Privacy of information – There’s no ambiguity in Microsoft privacy statements as to the usage of customer data. With Google, ads can be served to users with a simple selection in the IT admin control interface. In addition, Google maintains the right to your information even after you’ve deleted it, creating privacy risks down the road.

Global and regional standards – Office 365 holds the U.S. Federal Information Security Management Act (FISMA) certification, and complies with U.S.-mandated Health Insurance Portability and Accountability Act (HIPAA). In addition, Office 365 is the first, major cloud productivity service to earn the ISO 27001 international standard certification for data security. It can also incorporate the EU Model Clauses, restricting the transfer of personal data outside the European Economic Area, into sales agreements with Office 365 customers. Google just recently received ISO 27001 certification, five years after Google Apps was released.

Email archiving – Unlimited email archiving is included with the Office 365 E3 subscription plan. Email archiving is both automatic and legally-compliant. With Google Apps, users must purchase an add-on service, creating additional cost and complexity.

Records retention – SharePoint Online includes built-in records retention capabilities that make it easy to determine what documents are declared records, who can access records, and how long to keep them. With Google Apps, governments must turn to third parties such as CloudLock for this functionality at additional cost.

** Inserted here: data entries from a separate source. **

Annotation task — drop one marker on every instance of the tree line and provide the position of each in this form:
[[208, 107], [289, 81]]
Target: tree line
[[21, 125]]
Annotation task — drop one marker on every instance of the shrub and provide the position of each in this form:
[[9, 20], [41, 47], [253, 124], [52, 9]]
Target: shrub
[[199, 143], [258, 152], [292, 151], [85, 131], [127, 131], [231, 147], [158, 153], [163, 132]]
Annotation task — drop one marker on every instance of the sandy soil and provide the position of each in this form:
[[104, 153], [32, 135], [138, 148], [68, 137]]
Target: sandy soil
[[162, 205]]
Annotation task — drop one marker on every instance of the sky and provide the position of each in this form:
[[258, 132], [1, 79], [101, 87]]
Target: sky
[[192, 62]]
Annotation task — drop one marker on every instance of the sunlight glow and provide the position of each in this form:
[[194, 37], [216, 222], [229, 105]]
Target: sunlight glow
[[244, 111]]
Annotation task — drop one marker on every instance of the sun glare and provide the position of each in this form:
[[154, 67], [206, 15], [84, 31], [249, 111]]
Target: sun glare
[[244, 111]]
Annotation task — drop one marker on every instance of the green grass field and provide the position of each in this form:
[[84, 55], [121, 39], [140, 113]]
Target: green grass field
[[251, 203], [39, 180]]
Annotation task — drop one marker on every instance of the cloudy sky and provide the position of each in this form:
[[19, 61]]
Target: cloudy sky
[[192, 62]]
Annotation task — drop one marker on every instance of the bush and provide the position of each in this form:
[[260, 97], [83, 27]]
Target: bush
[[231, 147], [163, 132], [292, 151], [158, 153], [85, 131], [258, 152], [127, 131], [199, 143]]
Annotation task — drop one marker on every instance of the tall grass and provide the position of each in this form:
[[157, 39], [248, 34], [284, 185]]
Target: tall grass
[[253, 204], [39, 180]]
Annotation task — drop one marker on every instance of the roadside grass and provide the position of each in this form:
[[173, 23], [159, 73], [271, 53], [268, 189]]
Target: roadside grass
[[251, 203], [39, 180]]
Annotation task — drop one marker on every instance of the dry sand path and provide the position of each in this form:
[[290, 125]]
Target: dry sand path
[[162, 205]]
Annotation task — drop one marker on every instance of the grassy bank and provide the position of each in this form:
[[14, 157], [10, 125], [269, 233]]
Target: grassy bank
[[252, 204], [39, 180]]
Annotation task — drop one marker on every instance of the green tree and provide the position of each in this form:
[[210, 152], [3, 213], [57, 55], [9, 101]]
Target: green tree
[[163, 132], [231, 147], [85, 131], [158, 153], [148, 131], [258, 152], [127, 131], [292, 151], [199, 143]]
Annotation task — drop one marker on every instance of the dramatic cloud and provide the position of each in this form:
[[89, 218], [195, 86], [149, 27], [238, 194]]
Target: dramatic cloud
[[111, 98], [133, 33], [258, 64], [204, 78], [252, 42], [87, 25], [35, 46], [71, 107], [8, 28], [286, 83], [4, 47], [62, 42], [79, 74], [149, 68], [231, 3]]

The Importance of Robust Security
Issues like these lead many governments to Office 365. One city for which security is important is the City of Augustine Beach in Florida. In the end, however, city officials concluded that Office 365 provides better email security than their legacy system. “Our City Clerk was concerned at first that there would be some way for a third-party to access our email, but that concern has been pretty much dispelled,” says Anthony Johns, an IT specialist for Augustine Beach.

Security is also a priority for the State of Minnesota, which examined data protection before moving its entire executive branch to Office 365. Says Tarek Tomak, Assistant Commissioner for the State of Minnesota: “The robust security and reliability that Microsoft was providing with Office 365 was essential—we would not have agreed to a hosted solution without making sure that the state’s data would be secure.”

Likewise, security is paramount for the State of Michigan. Officials evaluated Google Apps, but concluded that a Microsoft environment provided the best security. “The security of our communications is paramount,” says Mike Binkley, Director of Office Automation Services for the Michigan Department of Information Technology.  “Google couldn’t guarantee that security … Google Apps weren’t ready to handle the state’s business.”

Indeed, when there’s so much at stake, why take the risk?